The best news, however, may have been what the numbers told us about what happened before April. The government revised upward its estimate for the number of jobs created in March and February. The original March numbers had been disappointing, a measly 88,000 jobs created, but the new number rose sharply to 138,000. The revised February estimate reached 332,000, up from 236,000.

Why does the BLS do these revisions, and what do they mean? The monthly jobs numbers are actually based on two separate surveys, the household survey and the payroll survey. The terms are pretty self-explanatory: In the household survey, people are simply asked to describe their employment status, while the payroll survey (also called the establishment survey) aggregates payroll data from companies and public-sector employers. The household survey produces the percentage, which is the number most people remember. Economists think it’s the less reliable of the two measures, though, because its sample size, about 60,000, is much smaller than the payroll survey, which covers 557,000 workplaces. The payroll survey provides the monthly number of jobs added (or lost).

Collecting data from 557,000 job sites is a lot of work, and that’s what gives the payroll survey more reliability. The BLS starts collecting data every month as soon as the first pay period is complete, but because lots of workplaces send out paychecks every two weeks rather than every week, this doesn’t happen until nearly halfway through the month. That doesn’t leave much time before the jobs report comes out early the next month, and many businesses can’t get their payroll information submitted in time. So the BLS revises the figures once, and then a second time over the next two months as more and more employers get their data in.

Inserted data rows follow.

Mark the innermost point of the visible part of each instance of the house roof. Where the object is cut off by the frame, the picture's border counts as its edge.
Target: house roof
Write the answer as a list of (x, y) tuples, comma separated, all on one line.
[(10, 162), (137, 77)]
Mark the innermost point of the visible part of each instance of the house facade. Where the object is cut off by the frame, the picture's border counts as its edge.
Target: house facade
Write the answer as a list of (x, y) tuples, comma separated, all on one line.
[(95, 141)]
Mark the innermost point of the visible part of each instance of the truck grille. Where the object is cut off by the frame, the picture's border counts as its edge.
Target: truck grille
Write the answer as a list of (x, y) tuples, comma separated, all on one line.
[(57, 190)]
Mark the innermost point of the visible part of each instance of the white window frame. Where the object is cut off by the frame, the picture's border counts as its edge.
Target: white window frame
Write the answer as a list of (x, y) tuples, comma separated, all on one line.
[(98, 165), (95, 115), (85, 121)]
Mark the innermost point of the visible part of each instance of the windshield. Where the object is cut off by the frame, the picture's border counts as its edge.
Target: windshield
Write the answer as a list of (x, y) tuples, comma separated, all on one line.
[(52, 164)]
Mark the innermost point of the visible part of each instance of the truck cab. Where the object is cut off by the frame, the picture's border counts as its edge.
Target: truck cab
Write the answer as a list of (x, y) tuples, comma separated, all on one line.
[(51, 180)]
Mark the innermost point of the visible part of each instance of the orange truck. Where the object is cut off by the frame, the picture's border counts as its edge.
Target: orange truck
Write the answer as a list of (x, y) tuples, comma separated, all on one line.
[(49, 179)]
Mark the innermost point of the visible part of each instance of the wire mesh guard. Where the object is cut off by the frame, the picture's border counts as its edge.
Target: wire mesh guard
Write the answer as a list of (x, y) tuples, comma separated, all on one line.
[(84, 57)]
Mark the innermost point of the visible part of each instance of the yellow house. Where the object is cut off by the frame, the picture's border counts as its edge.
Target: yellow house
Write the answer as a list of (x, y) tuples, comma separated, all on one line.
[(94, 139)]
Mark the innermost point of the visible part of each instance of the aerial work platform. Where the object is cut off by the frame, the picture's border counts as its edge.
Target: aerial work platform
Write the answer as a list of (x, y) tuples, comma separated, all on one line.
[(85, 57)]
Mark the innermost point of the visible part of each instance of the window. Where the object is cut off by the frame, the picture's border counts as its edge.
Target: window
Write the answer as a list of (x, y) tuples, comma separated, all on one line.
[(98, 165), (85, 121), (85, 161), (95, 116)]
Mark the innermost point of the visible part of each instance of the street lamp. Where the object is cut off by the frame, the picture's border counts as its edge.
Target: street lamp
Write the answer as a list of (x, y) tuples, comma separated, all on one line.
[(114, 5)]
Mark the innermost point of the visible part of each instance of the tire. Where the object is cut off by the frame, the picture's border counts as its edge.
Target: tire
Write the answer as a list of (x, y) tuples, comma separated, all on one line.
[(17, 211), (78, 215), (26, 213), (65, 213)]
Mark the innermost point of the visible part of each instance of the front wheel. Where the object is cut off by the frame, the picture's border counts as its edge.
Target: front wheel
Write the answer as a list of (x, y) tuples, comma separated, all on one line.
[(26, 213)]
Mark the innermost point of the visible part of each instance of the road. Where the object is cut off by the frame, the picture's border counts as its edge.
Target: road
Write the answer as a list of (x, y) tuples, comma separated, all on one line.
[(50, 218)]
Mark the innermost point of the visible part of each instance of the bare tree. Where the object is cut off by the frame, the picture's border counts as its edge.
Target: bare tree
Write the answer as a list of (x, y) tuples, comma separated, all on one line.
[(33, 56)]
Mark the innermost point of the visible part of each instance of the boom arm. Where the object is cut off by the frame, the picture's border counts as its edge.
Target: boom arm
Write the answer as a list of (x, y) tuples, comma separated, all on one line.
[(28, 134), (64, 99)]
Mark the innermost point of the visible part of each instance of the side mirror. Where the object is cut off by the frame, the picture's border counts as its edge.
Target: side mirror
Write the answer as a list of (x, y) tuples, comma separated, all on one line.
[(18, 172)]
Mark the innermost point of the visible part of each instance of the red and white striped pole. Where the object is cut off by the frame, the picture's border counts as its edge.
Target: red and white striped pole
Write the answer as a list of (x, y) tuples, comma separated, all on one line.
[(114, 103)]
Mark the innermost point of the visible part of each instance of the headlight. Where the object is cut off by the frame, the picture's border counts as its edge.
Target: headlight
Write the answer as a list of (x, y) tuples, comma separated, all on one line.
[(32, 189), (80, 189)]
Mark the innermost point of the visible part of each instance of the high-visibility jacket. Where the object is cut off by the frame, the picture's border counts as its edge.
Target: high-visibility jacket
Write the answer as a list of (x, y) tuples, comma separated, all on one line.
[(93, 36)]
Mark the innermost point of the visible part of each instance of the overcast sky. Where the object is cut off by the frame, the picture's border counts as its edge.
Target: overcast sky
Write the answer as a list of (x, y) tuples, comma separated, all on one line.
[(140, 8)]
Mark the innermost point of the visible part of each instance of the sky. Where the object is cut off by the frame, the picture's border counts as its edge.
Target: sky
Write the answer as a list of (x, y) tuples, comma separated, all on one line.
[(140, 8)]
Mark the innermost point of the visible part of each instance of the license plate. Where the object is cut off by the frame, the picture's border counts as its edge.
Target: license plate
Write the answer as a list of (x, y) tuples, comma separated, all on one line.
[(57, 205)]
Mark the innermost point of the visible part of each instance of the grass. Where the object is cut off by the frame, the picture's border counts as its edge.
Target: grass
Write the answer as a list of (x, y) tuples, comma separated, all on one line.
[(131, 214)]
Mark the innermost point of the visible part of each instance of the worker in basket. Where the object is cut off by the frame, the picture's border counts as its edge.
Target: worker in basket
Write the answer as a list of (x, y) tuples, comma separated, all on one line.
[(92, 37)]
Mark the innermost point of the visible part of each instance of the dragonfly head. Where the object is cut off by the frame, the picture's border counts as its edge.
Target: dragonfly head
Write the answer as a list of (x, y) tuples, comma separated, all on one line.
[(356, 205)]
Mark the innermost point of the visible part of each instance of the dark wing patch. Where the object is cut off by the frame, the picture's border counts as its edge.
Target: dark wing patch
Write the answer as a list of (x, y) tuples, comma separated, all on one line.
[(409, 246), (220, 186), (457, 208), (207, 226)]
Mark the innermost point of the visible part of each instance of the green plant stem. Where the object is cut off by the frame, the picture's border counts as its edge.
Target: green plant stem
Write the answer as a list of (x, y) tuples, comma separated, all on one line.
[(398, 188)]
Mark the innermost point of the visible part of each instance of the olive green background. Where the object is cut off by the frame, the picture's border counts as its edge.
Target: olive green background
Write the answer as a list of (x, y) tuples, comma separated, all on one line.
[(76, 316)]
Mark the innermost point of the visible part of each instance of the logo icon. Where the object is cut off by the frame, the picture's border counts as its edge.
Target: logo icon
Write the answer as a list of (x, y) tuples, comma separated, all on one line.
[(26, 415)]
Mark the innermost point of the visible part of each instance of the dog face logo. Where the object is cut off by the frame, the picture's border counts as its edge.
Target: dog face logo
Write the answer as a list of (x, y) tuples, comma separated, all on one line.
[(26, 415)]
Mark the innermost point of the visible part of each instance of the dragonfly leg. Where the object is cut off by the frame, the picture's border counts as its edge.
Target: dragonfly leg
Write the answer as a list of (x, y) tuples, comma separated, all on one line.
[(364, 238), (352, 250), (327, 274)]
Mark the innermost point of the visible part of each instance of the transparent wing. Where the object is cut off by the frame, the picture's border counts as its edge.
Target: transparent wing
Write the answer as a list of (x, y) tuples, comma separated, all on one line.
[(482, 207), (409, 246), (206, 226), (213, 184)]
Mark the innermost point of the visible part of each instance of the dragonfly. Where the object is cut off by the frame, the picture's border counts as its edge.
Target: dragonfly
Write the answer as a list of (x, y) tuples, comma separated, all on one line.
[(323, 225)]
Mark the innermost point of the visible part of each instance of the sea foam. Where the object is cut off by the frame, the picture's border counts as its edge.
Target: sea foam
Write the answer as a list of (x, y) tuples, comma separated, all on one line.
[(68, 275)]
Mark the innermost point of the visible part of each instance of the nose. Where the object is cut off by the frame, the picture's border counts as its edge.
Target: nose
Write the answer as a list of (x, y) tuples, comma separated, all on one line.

Even the revised numbers are still estimates, of course, based on survey data. To correct for any potential errors that remain after revision, once a year the BLS benchmarks its estimates, replacing the survey data with numbers from a comprehensive count of the unemployment insurance rolls. Those are the numbers that economic historians of the future will rely on. For those of us trying to figure out what sort of economy we’re living in, it’s important to keep in mind that every monthly jobs number comes with an asterisk.